In the medium-term relief on flood risks could be considered through cost-sharing scenarios, such as a pool, the Actuaries Institute says, with last year’s catastrophes driving some suggestions that the cyclone reinsurance pool should be extended to all floods.
But Actuaries Institute research shows addressing Australia-wide flood issues is not as simple as extending the cyclone pool, given its specific design and rules.
“Flood risk is highly localised and disproportionately affects a relatively small number of households which are the most affordability-stressed,” the report says.
“Unlike cyclone, the majority of policyholders with little or no flood risk pay no flood premium, meaning it is not possible to fund a flood solution from low-risk policyholders without their costs increasing, which would be a breach of the design rules that apply to the cyclone pool.”
The report notes examples of overseas pools with different arrangements, including a broad-based community rating approach.
The French Caisse Centrale de Reassurance requires all individuals to pay a fixed amount proportional to property value, reflecting a constitutional concept that enshrines “all French citizens to be equal and united in solidarity when faced with loss resulting from natural disasters”.
If a flood pool were to be introduced, the Actuaries Institute says it should have a risk reduction focus, and the group highlights the need generally for continual investment in risk reduction at the larger-scale community level and at household level to ease risks.
Both reports stress the importance of mitigation and resilience and propose ways in which that can be encouraged at household level.
Consumer groups say people should be able to take simple steps to make their home more resilient, insurers should be required to consider the impact of any measures that a person has taken to reduce risks when determining pricing, and should explain how this has been assessed, and the requirement should be reviewable by the Australian Financial Complaints Authority.

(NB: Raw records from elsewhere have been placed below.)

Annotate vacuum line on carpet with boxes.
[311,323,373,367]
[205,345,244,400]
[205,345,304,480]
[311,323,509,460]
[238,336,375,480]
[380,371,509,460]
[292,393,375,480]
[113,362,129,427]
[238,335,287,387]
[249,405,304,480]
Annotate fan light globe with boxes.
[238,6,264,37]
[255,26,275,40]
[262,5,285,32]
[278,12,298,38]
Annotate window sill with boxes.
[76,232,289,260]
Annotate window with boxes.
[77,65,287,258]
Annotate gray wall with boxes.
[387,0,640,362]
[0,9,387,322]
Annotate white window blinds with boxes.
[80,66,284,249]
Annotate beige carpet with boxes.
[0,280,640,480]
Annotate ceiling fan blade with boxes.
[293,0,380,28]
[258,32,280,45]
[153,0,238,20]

The Actuaries Institute acknowledges the difficulty in assessing the effectiveness of individual household level risk mitigation in practice, which requires technical expertise and can be costly, but says there are promising developments.
An example is the resilience rating system, under development by the Resilience Building Council and to be launched next year, it says, which could help measure the resilience of a property and outline adaptation actions.

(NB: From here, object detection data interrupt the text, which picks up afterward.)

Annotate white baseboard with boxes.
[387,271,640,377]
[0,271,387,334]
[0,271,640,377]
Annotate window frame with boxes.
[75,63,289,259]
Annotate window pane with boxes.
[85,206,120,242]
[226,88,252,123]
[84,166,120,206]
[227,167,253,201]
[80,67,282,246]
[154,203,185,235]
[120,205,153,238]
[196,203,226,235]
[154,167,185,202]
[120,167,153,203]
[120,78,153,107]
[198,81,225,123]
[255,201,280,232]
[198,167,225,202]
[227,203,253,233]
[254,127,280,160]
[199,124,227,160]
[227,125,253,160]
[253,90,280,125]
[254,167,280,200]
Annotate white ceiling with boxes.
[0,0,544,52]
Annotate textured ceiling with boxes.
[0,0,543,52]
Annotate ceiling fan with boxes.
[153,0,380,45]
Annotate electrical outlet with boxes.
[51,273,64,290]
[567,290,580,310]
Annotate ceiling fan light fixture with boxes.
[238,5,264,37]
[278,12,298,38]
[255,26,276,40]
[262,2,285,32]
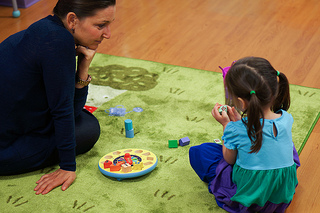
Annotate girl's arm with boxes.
[222,145,238,165]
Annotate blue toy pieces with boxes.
[179,137,190,146]
[124,119,134,138]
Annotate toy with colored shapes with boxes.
[179,137,190,146]
[124,153,132,165]
[103,160,112,169]
[219,105,228,115]
[121,163,132,173]
[110,163,121,172]
[132,162,143,170]
[98,149,158,180]
[213,139,221,143]
[168,140,178,148]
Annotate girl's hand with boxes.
[76,45,97,88]
[211,103,230,129]
[227,106,241,121]
[34,169,76,195]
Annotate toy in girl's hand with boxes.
[218,105,228,115]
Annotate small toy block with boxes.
[110,164,121,172]
[179,137,190,146]
[103,160,112,169]
[132,162,143,170]
[168,140,178,148]
[124,153,132,165]
[121,163,132,173]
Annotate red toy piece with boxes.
[124,153,132,165]
[103,160,112,169]
[110,163,121,172]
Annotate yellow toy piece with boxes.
[132,162,143,170]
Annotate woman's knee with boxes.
[75,110,100,154]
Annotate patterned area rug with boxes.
[0,54,320,213]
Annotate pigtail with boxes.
[273,71,290,112]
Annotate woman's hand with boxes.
[76,45,97,88]
[34,169,76,195]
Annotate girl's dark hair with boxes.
[225,57,290,153]
[53,0,116,19]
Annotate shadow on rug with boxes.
[0,54,320,213]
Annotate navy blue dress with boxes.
[0,16,88,174]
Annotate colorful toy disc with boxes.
[98,149,158,181]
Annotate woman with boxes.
[0,0,116,194]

The National Emergency Management Agency through the Strategic Insurance Project, is leading the development of a national mitigation measure knowledge base that will support households to understand their risk and the actions they can take to reduce risk.
Consumer groups also note that in preventing underinsurance, it’s not just a matter of affordability, policies are often overly complex and are not well understood, and people may find when they make a claim that they aren’t covered, or that they are underinsured.

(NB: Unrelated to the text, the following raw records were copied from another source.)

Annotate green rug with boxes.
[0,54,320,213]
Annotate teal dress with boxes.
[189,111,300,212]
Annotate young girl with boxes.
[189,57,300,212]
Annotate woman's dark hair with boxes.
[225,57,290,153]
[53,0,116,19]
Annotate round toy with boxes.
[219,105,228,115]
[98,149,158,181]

Broadly, there’s increasing consensus on the need for better land-use planning rules to prevent more people being put in harm’s way and support for relocations where risk simply can’t be minimised in some locations.
Progress is being made on some of the issues raised in the reports, but achieving action for the near and long-term is no small task. For many people the crunch time is now and the studies suggest the number of people facing that scenario will increase without an urgency of action.
“It has been particularly concerning to see how many people were left without flood cover after the last few years of record rainfall, due to inability to afford the premiums,” Financial Rights Legal Centre CEO Karen Cox says. “Many people are being left behind by rising insurance premiums in the face of increasing climate-related risk.”